Time line for fossil-free steel production
The ambition is to largely eliminate carbon dioxide emissions in our own operations by around 2030.
SSAB aims to create a fossil-free value chain together with our partners and customers and to secure our position as the driving force in the green transition in the steel industry. SSAB plans to launch fossil-free steel as a commercial product in 2026. The development of fossil-free sponge iron, the feedstock for fossil-free steel, is being undertaken by the joint venture company Hybrit Development AB. The plan is to complete the HYBRIT demonstration plant in around 2025, at the same time as SSAB's blast furnace in Oxelösund is converted to an electric arc furnace. SSAB's Board has also taken a policy decision to transform Nordic strip production until around 2030. The transformation will mean increased flexibility, shorter lead-times and that carbon dioxide emissions from SSAB's own operations will be largely eliminated.
SSAB has taken a strategic decision to fundamentally transform the Nordic strip production system and accelerate our green transition. The background to this is the strong growth in demand for fossil-free steel. The plan is to replace the existing system with so-called mini-mills, which provide a wider product range and an improved cost situation. The ambition is to largely eliminate carbon dioxide emissions in our own operations by around 2030, 15 years ahead of the previously communicated plan. To make it possible to implement this, the necessary infrastructure must be in place on time, especially access to fossil-free electricity.

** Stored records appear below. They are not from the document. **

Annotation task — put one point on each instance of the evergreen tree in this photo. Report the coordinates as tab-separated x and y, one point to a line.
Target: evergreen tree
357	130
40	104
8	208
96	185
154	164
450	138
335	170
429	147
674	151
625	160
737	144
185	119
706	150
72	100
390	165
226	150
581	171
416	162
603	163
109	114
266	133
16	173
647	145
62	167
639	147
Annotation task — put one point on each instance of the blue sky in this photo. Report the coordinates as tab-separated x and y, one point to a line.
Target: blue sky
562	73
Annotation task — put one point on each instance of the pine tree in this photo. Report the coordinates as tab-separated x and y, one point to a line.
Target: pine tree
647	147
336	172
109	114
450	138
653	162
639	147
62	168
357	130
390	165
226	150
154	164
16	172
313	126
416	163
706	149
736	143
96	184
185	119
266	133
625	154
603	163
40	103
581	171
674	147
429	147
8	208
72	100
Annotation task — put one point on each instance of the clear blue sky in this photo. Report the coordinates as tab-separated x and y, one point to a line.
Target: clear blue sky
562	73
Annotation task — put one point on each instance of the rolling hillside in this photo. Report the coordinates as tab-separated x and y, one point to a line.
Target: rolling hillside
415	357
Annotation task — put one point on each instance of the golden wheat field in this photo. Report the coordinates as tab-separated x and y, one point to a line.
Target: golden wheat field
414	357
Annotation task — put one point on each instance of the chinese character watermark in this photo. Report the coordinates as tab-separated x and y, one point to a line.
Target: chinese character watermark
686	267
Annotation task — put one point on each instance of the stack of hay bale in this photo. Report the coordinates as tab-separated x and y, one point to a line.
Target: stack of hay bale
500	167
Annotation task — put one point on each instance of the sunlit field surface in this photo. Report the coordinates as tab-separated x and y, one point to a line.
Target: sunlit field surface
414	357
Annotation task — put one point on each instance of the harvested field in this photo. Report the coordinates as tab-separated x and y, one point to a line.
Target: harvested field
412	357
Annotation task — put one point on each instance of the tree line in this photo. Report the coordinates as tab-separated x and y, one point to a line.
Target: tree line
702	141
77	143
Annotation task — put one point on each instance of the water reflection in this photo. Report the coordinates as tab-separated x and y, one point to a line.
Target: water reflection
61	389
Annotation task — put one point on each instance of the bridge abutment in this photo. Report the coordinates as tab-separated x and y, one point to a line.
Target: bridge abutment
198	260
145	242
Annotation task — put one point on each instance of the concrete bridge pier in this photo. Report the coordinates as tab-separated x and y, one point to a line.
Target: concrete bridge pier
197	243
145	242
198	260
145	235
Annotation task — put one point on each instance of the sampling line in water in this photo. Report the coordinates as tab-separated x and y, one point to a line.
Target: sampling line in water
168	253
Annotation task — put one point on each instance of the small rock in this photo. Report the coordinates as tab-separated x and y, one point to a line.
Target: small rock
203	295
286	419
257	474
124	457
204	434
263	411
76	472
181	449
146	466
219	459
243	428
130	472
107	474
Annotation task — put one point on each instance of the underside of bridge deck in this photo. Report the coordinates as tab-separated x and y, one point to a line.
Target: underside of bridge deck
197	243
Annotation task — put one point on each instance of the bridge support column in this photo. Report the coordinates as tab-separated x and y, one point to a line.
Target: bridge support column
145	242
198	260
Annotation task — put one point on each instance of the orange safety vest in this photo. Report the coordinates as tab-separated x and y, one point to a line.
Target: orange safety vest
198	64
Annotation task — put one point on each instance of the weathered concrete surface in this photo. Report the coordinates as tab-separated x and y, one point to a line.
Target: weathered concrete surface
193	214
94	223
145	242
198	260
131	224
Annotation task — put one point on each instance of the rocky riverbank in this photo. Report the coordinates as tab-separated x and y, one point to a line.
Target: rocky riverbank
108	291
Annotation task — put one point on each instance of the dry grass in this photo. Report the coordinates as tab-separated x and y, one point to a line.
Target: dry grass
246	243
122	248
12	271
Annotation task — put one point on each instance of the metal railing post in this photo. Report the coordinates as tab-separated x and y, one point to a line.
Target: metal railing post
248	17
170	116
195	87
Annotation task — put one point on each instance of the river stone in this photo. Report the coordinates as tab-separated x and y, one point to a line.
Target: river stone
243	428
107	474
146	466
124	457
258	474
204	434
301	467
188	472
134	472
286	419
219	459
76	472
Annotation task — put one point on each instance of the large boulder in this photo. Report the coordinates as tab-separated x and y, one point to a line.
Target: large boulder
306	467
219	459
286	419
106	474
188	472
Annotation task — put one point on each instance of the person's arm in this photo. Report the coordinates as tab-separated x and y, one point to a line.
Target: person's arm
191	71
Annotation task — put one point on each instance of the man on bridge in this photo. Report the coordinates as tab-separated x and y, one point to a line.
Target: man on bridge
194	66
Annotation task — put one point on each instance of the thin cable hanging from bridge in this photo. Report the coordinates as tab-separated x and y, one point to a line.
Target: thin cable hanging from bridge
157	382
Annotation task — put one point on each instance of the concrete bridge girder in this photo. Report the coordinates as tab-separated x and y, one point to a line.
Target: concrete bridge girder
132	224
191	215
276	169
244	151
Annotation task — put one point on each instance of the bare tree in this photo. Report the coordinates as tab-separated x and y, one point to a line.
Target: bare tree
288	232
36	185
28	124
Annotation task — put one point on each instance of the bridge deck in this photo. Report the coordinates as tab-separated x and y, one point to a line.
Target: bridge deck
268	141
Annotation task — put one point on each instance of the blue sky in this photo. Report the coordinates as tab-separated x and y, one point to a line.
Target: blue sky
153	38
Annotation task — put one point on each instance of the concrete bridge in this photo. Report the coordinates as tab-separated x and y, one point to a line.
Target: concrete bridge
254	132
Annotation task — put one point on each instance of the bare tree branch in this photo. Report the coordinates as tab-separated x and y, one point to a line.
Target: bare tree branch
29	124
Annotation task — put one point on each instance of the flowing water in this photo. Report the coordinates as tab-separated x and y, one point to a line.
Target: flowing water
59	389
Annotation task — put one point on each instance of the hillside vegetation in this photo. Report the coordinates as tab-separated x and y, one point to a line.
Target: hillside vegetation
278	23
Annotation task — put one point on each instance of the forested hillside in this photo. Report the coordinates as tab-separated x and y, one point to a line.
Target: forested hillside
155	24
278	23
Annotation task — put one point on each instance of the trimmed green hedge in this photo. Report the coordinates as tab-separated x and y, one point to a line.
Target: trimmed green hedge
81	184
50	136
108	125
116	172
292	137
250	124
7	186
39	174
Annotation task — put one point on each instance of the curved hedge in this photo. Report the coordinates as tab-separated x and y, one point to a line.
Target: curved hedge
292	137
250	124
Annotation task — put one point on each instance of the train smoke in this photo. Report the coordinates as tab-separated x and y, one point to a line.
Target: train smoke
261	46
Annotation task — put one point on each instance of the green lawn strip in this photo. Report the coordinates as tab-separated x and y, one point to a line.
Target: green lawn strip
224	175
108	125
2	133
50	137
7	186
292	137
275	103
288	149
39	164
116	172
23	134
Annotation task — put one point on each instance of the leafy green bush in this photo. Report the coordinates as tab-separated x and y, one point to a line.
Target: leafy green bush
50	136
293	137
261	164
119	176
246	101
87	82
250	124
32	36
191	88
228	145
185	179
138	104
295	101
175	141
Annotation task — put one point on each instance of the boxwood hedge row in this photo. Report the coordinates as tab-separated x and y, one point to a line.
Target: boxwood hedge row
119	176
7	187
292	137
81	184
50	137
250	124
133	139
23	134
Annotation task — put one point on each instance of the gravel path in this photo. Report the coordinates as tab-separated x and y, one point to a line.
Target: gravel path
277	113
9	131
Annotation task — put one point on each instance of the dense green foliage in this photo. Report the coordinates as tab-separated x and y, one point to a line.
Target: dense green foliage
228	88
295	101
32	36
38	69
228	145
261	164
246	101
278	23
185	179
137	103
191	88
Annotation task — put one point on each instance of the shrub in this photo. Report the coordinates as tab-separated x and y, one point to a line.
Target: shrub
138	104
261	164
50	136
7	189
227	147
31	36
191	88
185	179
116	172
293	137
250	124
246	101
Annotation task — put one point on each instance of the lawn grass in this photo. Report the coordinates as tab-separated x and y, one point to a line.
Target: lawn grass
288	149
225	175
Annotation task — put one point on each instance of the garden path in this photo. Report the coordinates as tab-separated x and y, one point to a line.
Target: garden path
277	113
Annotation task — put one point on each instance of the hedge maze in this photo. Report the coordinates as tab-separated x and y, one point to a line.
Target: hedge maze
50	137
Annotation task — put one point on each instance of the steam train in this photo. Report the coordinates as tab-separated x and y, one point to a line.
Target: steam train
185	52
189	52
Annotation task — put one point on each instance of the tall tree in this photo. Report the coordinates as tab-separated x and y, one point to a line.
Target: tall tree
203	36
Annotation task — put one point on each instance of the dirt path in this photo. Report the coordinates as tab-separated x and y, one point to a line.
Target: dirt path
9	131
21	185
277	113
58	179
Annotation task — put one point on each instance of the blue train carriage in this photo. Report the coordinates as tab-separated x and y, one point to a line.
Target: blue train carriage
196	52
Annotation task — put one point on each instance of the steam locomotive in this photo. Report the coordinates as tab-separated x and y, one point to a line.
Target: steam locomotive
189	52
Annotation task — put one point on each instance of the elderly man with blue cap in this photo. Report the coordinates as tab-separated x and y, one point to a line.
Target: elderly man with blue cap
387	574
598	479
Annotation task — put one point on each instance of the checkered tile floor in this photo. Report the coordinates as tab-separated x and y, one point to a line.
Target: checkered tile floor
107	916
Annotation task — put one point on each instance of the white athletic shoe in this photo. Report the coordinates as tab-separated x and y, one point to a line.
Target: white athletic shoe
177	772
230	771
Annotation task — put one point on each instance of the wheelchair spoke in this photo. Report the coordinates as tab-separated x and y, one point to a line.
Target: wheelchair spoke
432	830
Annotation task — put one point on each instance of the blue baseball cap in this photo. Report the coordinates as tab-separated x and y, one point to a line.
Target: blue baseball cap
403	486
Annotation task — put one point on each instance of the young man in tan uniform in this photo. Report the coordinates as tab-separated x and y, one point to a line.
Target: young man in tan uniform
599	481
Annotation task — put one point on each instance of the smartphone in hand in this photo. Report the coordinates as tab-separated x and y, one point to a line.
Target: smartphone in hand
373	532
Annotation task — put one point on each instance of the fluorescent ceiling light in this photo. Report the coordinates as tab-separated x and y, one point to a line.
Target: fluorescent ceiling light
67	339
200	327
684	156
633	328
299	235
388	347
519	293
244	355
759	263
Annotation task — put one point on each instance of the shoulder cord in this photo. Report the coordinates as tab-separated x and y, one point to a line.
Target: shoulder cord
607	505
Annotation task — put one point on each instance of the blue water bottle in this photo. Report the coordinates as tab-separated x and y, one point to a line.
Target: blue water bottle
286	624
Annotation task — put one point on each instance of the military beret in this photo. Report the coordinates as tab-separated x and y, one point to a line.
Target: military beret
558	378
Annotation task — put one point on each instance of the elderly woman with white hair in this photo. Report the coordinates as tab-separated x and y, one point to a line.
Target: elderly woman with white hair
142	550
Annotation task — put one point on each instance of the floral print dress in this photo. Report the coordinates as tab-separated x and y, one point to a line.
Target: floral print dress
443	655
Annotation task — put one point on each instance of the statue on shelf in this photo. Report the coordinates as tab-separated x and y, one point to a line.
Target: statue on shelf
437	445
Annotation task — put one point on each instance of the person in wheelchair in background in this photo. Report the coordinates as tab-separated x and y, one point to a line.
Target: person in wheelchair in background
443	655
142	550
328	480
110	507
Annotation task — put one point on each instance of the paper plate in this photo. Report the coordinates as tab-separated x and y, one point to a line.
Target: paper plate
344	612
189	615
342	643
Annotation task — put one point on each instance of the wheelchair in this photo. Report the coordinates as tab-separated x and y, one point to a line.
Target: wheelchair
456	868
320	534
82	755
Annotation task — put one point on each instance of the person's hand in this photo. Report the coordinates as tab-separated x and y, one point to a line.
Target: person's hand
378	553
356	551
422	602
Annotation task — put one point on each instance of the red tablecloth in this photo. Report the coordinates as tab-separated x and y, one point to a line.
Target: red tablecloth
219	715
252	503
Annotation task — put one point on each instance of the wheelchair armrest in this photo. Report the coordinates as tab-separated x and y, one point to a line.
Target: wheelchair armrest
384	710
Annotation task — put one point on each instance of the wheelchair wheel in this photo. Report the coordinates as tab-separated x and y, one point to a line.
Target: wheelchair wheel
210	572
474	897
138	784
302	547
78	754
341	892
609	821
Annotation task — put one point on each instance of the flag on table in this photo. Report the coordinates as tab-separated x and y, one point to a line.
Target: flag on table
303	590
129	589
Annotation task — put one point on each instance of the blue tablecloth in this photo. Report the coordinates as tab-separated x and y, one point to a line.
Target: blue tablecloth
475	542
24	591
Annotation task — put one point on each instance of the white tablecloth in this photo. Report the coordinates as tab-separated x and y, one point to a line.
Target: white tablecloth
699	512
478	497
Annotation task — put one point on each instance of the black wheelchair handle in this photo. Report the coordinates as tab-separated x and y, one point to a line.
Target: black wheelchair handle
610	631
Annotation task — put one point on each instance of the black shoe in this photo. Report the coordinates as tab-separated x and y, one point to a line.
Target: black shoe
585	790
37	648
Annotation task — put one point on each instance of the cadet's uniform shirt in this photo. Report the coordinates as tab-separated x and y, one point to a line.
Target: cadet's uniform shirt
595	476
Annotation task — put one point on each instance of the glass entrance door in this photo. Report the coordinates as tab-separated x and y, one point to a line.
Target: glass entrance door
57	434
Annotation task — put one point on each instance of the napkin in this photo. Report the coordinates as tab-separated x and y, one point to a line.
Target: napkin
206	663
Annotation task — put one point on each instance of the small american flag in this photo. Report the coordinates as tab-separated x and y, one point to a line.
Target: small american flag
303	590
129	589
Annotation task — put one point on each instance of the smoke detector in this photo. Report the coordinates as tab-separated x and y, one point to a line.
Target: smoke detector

This strategic decision means that the plants in Luleå and Raahe will be converted into cost-efficient mini-mills, with electric arc furnaces and rolling mills, and the plants in Borlänge and Tavastehus will be further developed for the new production processes. The transition will be taking place over the next ten years. A first step will be to develop a more detailed implementation plan for each production site. The order in which the sites will be converted will depend on, among other things, the availability of necessary infrastructure, primarily access to competitive electricity.